Alice Weidel kritisiert Merz: Von versprochenen Entlastungen zu drohenden Steuererhöhungen

Berlin – Mehrere Spitzenpolitiker aus der Unionsfraktion bringen überraschend eine Erhöhung des Spitzensteuersatzes in der breiten Steuerdebatte ins Spiel. Berichten zufolge stehen sogar 49 Prozent im Raum – eine deutliche Verschärfung. Auch eine Ausweitung der Mehrwertsteuer und der Abbau von Steuervergünstigungen gelten als Optionen, was zahlreiche Bürger und Mittelständler empfindlich treffen könnte. Unter Friedrich Merz stellt sich die Union nun auf Steueranhebungen ein – ein Kurswechsel, der insbesondere von Alice Weidel (AfD) scharf attackiert wird.

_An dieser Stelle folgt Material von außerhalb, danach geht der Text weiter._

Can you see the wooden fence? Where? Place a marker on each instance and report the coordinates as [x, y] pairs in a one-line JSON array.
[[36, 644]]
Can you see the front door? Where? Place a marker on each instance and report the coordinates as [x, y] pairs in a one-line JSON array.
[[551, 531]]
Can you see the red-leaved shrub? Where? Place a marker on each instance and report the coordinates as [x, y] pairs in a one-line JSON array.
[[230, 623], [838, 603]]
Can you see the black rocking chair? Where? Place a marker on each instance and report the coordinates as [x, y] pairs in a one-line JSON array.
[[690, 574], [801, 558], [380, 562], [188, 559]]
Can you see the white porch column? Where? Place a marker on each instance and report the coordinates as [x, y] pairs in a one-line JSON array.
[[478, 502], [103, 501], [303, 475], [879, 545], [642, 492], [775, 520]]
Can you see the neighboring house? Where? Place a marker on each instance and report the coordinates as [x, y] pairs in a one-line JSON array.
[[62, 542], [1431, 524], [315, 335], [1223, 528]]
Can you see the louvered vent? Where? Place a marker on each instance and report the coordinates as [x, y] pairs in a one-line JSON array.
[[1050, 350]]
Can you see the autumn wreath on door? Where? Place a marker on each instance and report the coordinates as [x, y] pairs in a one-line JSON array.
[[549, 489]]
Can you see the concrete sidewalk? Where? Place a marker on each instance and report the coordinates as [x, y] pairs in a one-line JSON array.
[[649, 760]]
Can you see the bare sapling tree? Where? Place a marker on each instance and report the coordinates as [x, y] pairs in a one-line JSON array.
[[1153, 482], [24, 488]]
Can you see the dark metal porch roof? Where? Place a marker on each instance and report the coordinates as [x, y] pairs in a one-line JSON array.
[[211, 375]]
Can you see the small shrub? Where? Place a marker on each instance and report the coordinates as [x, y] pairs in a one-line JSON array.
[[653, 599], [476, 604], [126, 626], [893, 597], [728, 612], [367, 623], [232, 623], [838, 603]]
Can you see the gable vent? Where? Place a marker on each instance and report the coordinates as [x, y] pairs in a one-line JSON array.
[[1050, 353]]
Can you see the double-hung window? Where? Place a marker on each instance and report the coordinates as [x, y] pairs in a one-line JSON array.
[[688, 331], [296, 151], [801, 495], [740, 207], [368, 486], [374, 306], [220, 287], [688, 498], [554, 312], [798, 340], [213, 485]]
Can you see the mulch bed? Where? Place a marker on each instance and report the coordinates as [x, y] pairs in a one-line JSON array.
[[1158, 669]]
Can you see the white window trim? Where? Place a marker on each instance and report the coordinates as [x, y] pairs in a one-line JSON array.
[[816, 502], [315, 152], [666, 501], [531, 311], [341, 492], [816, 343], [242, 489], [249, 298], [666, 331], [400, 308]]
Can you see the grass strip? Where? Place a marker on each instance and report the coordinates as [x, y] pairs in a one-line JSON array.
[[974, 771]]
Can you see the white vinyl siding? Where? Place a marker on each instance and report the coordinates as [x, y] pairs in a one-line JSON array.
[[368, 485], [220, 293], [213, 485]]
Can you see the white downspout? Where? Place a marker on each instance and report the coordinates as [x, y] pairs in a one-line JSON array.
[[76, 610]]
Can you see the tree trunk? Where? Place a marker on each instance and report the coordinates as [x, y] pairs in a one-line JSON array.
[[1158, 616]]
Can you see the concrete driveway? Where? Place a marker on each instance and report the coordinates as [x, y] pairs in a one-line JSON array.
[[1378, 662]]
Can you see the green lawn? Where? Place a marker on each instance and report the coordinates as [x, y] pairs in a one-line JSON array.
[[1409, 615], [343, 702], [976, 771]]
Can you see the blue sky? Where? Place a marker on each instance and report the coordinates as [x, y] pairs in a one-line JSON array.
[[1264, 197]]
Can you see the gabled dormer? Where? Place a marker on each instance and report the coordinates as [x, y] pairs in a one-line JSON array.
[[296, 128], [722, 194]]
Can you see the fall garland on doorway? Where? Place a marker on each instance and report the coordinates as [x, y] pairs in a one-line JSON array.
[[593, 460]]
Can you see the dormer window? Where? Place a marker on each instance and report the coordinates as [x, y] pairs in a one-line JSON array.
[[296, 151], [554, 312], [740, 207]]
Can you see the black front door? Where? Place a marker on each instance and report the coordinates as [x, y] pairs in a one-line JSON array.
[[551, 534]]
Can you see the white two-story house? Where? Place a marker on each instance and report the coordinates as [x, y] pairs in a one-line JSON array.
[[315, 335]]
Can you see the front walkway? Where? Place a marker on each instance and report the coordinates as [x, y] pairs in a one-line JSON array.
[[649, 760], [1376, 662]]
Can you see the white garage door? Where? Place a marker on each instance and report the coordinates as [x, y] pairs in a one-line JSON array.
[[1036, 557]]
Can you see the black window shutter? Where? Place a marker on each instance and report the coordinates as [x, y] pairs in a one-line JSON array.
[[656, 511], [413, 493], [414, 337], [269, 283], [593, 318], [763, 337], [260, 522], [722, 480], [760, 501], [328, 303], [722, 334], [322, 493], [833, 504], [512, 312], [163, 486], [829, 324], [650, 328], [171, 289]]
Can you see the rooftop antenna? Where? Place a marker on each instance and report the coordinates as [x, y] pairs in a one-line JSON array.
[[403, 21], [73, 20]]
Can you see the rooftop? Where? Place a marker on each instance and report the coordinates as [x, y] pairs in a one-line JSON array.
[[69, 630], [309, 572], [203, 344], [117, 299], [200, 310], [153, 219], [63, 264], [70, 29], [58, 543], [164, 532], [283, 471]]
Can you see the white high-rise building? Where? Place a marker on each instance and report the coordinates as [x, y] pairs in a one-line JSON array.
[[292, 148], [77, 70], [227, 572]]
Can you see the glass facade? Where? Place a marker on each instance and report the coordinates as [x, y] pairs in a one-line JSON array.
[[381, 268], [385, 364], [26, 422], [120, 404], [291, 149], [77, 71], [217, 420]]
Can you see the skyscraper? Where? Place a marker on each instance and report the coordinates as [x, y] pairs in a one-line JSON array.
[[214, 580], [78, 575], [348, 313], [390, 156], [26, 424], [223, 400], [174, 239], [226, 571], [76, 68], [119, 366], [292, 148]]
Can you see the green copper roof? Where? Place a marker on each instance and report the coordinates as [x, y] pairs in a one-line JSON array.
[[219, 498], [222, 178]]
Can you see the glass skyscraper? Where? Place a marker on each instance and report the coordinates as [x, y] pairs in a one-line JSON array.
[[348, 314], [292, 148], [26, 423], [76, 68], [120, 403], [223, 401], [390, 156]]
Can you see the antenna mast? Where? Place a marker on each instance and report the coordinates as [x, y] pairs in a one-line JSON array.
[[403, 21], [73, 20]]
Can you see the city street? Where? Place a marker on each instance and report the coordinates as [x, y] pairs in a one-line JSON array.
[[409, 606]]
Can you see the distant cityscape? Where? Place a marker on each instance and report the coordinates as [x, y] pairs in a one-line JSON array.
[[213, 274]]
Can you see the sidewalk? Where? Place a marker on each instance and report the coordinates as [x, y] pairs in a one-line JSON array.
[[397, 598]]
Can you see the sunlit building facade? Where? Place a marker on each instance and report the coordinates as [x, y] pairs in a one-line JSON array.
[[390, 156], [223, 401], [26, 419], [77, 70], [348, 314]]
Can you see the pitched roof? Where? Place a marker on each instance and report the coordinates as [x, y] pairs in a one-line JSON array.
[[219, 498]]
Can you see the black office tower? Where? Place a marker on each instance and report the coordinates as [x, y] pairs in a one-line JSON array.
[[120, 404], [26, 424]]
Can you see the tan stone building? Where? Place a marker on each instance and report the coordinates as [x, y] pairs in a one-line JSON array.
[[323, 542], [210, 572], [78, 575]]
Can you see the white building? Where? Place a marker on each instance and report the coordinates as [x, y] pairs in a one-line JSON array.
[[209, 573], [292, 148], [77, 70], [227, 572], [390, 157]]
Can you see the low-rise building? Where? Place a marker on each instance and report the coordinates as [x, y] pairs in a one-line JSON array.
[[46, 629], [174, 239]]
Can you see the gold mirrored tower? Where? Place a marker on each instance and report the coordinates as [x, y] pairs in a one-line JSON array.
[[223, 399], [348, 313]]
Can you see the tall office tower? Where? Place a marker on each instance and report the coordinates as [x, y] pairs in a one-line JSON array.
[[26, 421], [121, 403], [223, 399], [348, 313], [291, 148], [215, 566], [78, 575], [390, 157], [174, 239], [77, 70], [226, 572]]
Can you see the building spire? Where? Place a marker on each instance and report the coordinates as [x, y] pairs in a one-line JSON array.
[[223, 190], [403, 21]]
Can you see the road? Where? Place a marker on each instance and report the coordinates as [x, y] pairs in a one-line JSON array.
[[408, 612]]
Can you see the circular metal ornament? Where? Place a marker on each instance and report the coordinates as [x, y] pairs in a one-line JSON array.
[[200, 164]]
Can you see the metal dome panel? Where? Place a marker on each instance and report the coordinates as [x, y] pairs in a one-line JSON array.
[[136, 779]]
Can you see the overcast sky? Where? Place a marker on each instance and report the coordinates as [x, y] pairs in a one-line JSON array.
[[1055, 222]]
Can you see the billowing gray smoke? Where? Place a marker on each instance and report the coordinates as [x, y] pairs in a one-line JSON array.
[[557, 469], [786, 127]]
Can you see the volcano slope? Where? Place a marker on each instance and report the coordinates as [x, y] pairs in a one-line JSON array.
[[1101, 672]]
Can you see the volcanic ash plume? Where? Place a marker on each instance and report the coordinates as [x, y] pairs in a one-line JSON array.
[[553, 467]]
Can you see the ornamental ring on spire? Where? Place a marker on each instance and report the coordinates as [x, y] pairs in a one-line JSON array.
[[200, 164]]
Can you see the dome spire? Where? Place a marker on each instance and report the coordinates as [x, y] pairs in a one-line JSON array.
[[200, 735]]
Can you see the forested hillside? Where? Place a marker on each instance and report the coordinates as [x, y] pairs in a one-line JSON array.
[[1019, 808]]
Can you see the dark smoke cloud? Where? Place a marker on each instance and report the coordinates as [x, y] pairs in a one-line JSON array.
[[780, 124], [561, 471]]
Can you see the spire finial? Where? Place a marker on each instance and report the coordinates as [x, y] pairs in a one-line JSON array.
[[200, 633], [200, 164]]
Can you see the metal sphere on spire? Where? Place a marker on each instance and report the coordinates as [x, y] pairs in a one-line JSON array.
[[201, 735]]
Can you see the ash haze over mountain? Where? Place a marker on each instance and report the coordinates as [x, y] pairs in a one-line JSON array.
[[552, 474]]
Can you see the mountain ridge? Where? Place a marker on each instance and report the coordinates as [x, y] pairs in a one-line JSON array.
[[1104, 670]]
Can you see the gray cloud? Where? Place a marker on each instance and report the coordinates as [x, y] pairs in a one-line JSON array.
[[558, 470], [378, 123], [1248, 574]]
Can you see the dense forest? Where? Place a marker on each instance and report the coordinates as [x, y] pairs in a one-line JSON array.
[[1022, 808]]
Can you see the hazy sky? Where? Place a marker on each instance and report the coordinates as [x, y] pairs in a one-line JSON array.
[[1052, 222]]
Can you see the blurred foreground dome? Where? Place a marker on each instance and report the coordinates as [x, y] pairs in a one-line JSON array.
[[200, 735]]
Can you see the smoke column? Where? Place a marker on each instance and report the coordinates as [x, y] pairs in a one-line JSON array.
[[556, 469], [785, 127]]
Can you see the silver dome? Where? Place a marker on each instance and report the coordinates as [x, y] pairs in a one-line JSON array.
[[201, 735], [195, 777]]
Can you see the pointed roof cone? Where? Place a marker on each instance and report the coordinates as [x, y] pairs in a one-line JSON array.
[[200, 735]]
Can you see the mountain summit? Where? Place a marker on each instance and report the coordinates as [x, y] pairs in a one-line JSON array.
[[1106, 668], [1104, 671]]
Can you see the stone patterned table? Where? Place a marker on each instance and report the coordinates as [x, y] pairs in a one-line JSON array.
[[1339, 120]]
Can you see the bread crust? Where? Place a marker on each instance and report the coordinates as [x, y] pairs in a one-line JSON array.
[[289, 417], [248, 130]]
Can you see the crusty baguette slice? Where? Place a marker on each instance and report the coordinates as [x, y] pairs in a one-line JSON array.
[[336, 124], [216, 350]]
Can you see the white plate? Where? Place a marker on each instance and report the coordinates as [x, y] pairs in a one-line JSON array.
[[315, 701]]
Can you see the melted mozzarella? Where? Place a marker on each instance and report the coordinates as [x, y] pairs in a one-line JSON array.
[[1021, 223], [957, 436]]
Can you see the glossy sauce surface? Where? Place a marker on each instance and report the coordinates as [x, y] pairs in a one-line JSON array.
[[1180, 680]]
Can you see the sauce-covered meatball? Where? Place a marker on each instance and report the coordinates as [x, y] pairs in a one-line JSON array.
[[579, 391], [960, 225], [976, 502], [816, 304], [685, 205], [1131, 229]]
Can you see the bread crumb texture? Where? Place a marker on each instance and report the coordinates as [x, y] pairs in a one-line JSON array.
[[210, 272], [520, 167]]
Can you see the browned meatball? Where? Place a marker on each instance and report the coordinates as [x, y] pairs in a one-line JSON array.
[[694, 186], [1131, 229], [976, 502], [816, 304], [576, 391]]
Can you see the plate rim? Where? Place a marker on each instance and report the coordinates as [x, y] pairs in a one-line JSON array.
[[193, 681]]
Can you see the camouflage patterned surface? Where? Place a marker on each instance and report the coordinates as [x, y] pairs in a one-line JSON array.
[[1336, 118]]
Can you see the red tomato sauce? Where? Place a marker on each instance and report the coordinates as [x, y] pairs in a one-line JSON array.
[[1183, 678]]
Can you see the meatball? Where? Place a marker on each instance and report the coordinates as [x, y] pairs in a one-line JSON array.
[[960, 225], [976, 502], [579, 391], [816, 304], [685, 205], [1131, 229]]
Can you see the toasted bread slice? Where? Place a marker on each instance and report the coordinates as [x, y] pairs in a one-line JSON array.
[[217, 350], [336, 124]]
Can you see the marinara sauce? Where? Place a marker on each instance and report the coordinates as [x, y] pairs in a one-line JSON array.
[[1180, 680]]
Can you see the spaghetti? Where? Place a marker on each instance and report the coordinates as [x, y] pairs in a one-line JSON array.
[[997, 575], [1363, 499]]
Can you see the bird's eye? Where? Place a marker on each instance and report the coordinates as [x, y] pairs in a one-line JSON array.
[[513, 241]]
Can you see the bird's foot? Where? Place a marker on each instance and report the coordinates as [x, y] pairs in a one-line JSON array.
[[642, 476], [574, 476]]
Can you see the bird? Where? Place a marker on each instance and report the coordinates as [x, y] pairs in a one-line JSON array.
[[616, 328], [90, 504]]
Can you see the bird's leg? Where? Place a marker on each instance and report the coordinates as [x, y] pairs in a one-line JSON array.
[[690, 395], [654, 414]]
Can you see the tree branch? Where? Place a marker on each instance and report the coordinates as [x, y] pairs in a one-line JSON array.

heute 13:55 Uhr | 2 mal gelesen

Friedrich Merz stand im Wahlkampf noch mit dem Versprechen auf der Bühne: Wer fleißig ist, soll am Ende des Monats mehr in der Tasche haben. Jetzt ist davon nur wenig geblieben – stattdessen stehen massive Steuererhöhungen zur Debatte. Die Aussicht auf eine Anhebung des Spitzensteuersatzes auf bis zu 49 Prozent und steigende Mehrwertsteuern lassen bei vielen Mittelständlern, Selbständigen und Arbeitnehmern die Alarmglocken schrillen. Mit diesen Plänen löst Merz nicht nur bei seinen eigenen Wählern Ernüchterung aus; auch viele Kleinunternehmer sehen sich zunehmend im Stich gelassen. Man könnte glatt von einem kollektiven Kopfschütteln sprechen. Die AfD, angeführt von Alice Weidel, fordert einen sofortigen Stopp aller Steuererhöhungsüberlegungen. Statt den Mittelstand weiter zu belasten, brauche es endlich ein rigoroses Sparprogramm auf Seiten des Staates, mahnt Weidel. Viel zu viel Geld verschwinde in fragwürdigen Projekten, in opulente Förderungen und soviel zur Wahrheit: Der Mittelstand trägt seit Jahren die Hauptlast. Was wäre, fragt man sich, wenn endlich echte Entlastungen kämen? Wohlstandsverluste, gefährdete Arbeitsplätze und schwächelndes Wachstum werden am Ende niemandem helfen. "Politik für Leistungsträger" klingt mittlerweile wie eine ferne Erinnerung.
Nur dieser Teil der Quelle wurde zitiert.